Featured, English Castles
Warwick Castle is a medieval castle developed from a wooden fort, originally built by William the Conqueror during 1068. Warwick is the county town of Warwickshire, England, situated on a bend of the River Avon. The original wooden motte-and-bailey castle was rebuilt in stone during the 12th century. The castle has had 36 different owners since 1068 and has seen through 7 different monarchs. From 1088 to 1242 there have been 6 different Earl of Warwick owners under the name Beaumont. From 1268 to 1449 there were also 6 different owners under the name of Beauchamp. The castle has had major renovations done through every single century and is now owned by Merlin entertainments group as a visitor attraction.

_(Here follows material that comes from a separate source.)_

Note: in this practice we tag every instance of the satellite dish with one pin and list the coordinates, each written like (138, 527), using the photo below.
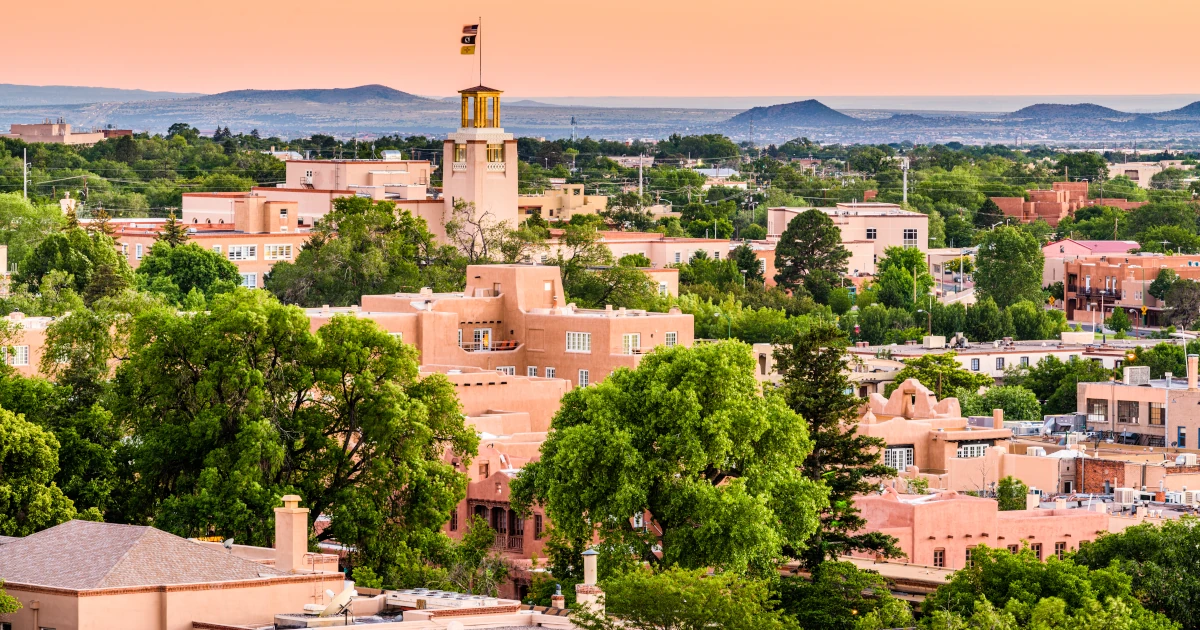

In the 1840s a surgeon and an heiress from Liverpool began building a castle with panoramic Lake District views that would only ever have to defend itself from the Cumbrian weather. With all the furniture and artwork long gone and the last family moving out in the 1920s, the castle has had mixed uses and first opened to visitors in 2011. The castle has church-like interiors but it’s a work in progress and the National Trust is continually learning about its past. Discover more of the castle’s colorful history by joining one of the daily talks or tours. Families can explore the activity rooms, where there’s plenty of space for a creative play inspired by the story of Wray Castle.
Located on the north east coast in Northumberland this grade 1 listed castle dates back as early as 420 when it was first built as a Celtic britonic fort. It came under Anglo Saxon control in 590 but was subsequently destroyed in 993 by Vikings. Later a new castle was built by the Normans and was acquired by the monarch in 1095. The castle from that period has all the core elements of the one that stands today. It did under go renovations in the 18th and 19th century and was then bough by a victorian Industrialist called William Armstrong who completed the renovations. The castle to this day still belongs to the Armstrong family and is open to the general public as a visitor attraction.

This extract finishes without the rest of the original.